Bundled helper for real Postgres integration:

import {
  startPostgresContainer,
  stopPostgresContainer,
  createAdditionalDatabase,
} from '@nestjs-transactional/typeorm/test/setup-testcontainers';

let ctx;
beforeAll(async () => {
  ctx = await startPostgresContainer({ entities: [User], synchronize: true });
});
afterAll(async () => {
  await stopPostgresContainer(ctx);
});

// Multi-DS: a second database inside the same container.
const secondary = await createAdditionalDatabase(ctx, 'billing_test', {
  entities: [User],
  synchronize: true,
});

Run integration tests:

pnpm --filter @nestjs-transactional/typeorm test:integration

The bundled docker-compose.yml is for manual local use (psql against a persistent instance). Testcontainers manages its own containers and does not require compose.

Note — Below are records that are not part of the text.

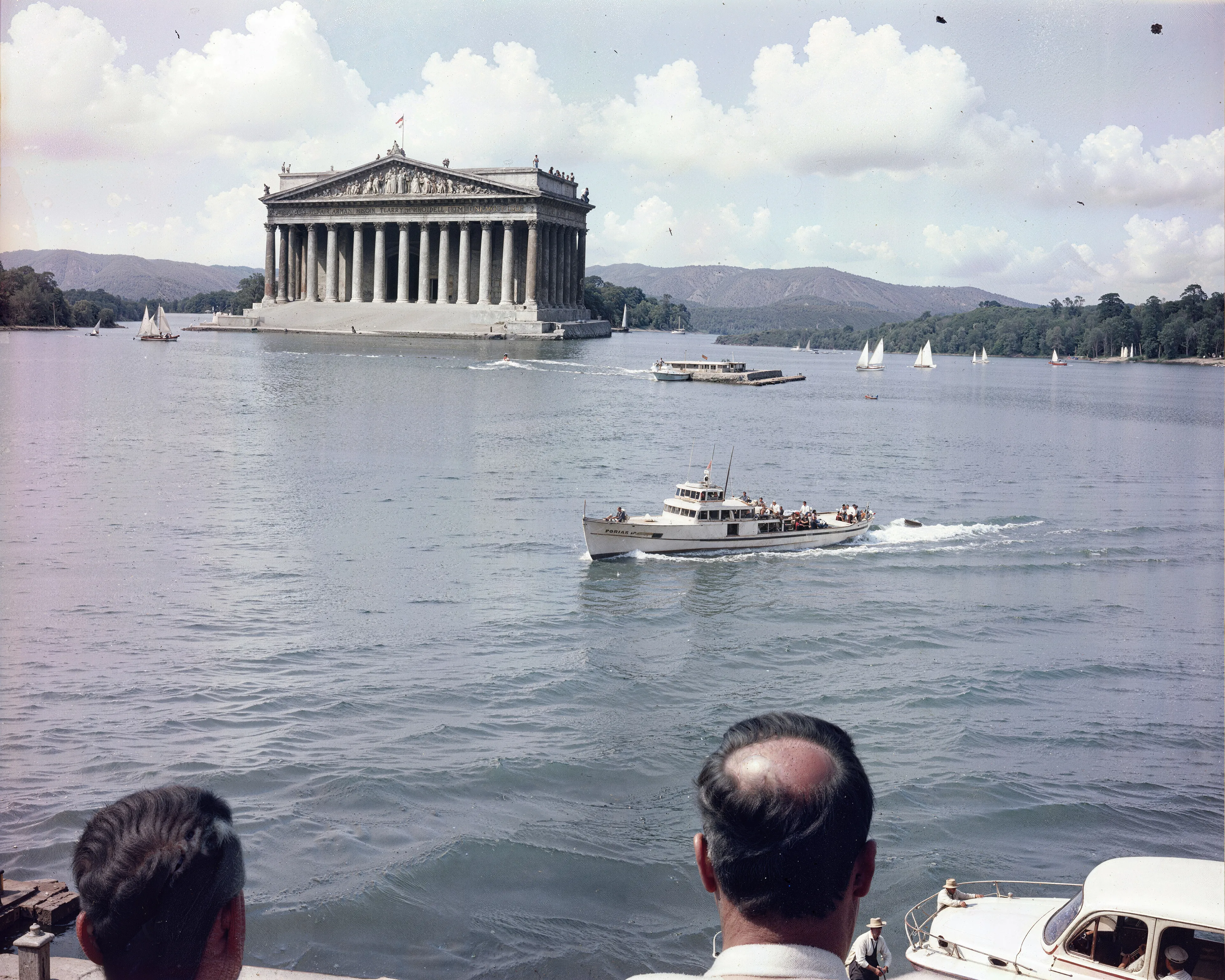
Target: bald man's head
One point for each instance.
(786, 810)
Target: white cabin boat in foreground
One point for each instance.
(1117, 926)
(699, 519)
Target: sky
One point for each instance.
(1036, 150)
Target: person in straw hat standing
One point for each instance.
(870, 954)
(952, 896)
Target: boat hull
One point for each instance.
(611, 539)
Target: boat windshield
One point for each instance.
(1063, 919)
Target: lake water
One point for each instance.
(342, 582)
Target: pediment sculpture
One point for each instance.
(400, 179)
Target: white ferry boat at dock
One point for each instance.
(726, 372)
(699, 519)
(1131, 920)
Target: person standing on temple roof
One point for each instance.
(870, 954)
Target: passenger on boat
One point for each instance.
(952, 896)
(1177, 963)
(870, 954)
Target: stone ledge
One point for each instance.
(67, 968)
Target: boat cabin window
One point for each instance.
(1115, 941)
(1063, 919)
(1203, 952)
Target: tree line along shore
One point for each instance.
(1191, 326)
(35, 299)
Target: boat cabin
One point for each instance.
(720, 367)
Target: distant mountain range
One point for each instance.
(733, 287)
(129, 276)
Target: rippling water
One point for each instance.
(344, 583)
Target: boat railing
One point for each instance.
(918, 923)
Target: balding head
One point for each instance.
(786, 812)
(789, 766)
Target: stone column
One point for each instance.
(462, 283)
(508, 264)
(380, 263)
(331, 280)
(580, 301)
(487, 261)
(402, 265)
(423, 265)
(312, 264)
(270, 263)
(533, 260)
(360, 261)
(444, 261)
(568, 264)
(283, 282)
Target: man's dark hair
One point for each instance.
(153, 870)
(776, 853)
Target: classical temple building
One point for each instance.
(401, 245)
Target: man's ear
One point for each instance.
(864, 870)
(705, 869)
(85, 936)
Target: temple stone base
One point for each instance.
(430, 319)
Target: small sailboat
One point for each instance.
(156, 330)
(924, 360)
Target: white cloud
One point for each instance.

Savepoints and NESTED propagation

When a method uses PropagationMode.NESTED from inside an existing TypeORM transaction, the adapter issues a SAVEPOINT sp_<uuid-30> statement. Rollback rolls back to the savepoint; the outer transaction continues. Savepoint names are at most 33 characters long — valid on Postgres, MySQL, MariaDB, SQLite, and Oracle's identifier limit.

Worked examples

  • basic-transactional@Transactional() on @InjectRepository, single DataSource. Transparent repository showcase.
  • multi-datasource-basic — two DataSources with @Transactional({ dataSource }), no outbox.
  • read-write-separation — master + replica, only the master gets TypeOrmTransactionalModule.
  • async-config-from-environmentTypeOrmTransactionalModule.forRootAsync end-to-end with ConfigService + Joi profiles.
  • e-commerce-orders — three-DataSource flagship combining transparent repositories + per-DS outbox + CQRS + REST + Kafka externalization.

Full catalogue: examples/README.md.

Status

Alpha. Public API may change between 0.x releases.